Дорога в Рим - Николай Климонтович 19 стр.


Он знал текущий курс. Он быстро сообразил, что чистый его навар составит двадцать две марки. Он быстро повел глазами по лицам в очереди, картинно пожимая плечами и разводя руки: мол, я здесь не при чем, если этот болван разбрасывается деньгами. Короче, он согласился. Он выдал мне четыре банки пива, четыре сосиски и пригоршню бутылочек шнапса. И пачку "Кэмел", конечно, причем я потребовал длинную, потому что никогда такой упаковки не видел. И много сдачи в марках. Я устроился тут же, я уплетал сосиски, я запивал их пивом, - ни то ни другое не показалось мне особенно вкусным. Потом я спросил у кого-то, как мне найти поезд на Киль. И был изумлен, что такого поезда нет. Недоразумение скоро выяснилось, был вагон на Киль, и этого оказалось за глаза достаточно. Наконец я разыскал его. У меня был третий класс. В купе места не нашлось, я уселся в проходе на свой чемодан и скрутил первую голову малышке-шнапсу. Когда поезд тронулся, я чувствовал, что жил на Западе всегда. Я ловко поменял деньги, приобрел жратву и выпивку, я нашел все ходы и выходы, я даже оказался в нужном вагоне в нужное время, - здесь было чем гордиться. Да-да, я на родине, на своей настоящей и окончательной родине…

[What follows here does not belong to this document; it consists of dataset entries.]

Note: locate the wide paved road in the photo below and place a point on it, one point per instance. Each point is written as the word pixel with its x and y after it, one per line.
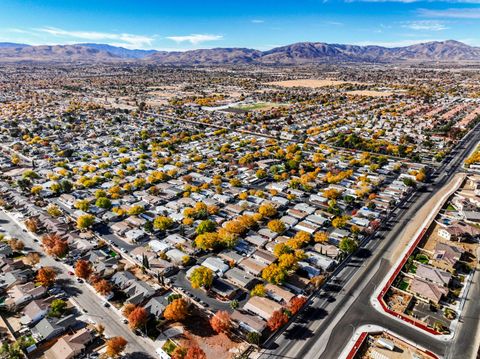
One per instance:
pixel 326 326
pixel 137 346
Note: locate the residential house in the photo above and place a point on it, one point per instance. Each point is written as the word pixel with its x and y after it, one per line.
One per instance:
pixel 262 306
pixel 70 346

Я откупоривал шнапс, я запивал его пивом. Я закурил "Кэмел". Я вспоминал свои студенческие времена: вот так же и мы путешествовали когда-то в общих вагонах, в тесноте, в гвалте и хохоте. Поезд тормозил. Потом остановился. В вагоне оказались советские пограничники с автоматами Калашникова и в серых ушанках. Они закричали шнелль и чуть не пинками погнали всех из тамбура, заставляя забиться в вагон. Темный ужас поглотил меня: ведь не могла же это быть белая горячка. Несколько мгновений, объяснивших мне, что моя душа навсегда отравлена страхом, понадобилось понять, что мы снова на территории ГДР…

Ксения слушала меня, не перебивая, только поддакивая. Текилу мы повторили. За роялем оказалась девушка, запевшая по-французски, и я припомнил, что где-то здесь видел объявление о выступлении артистки из Квебека. На рояле стоял бокал, наполовину полный белого вина. Какая-то вспышка померещилась мне за спиной, отблеск на стекле, а Ксения схватила меня за руку. Мы обернулись: двое мужчин, быстро удаляясь, пересекали холл.

- Боже, - сказала Ксения, - они фотографировали нас!

Тут и мне стало не по себе. Мы допили и быстрым шагом устремились к лифтам. Мы всё озирались. Абсолютно пуст был глухой коридор, пол которого был покрыт толстым паласом. В искусственном свете поблескивали лишь бесконечные медные ручки дверей. Из-за одной из них донесся женский смех: джаст э момент, Джонни, джаст э момент! Потом опять все стихло. Мы добежали до своего номера, заперлись в нем и перевели дух.

- Мне страшно, - сказала Ксения, - ты не уйдешь?

Я вспомнил, что должен позвонить приятелю - преду-предить, что не потерялся, что буду завтра. Он был очень оживлен.

- Кстати, - сказал он, - чуть не забыл, для тебя был мессидж, звонили из советского консульства, просили зайти отметиться.

"Вот уж хер им, - подумал я, - чтобы я теперь сам к ним пошел".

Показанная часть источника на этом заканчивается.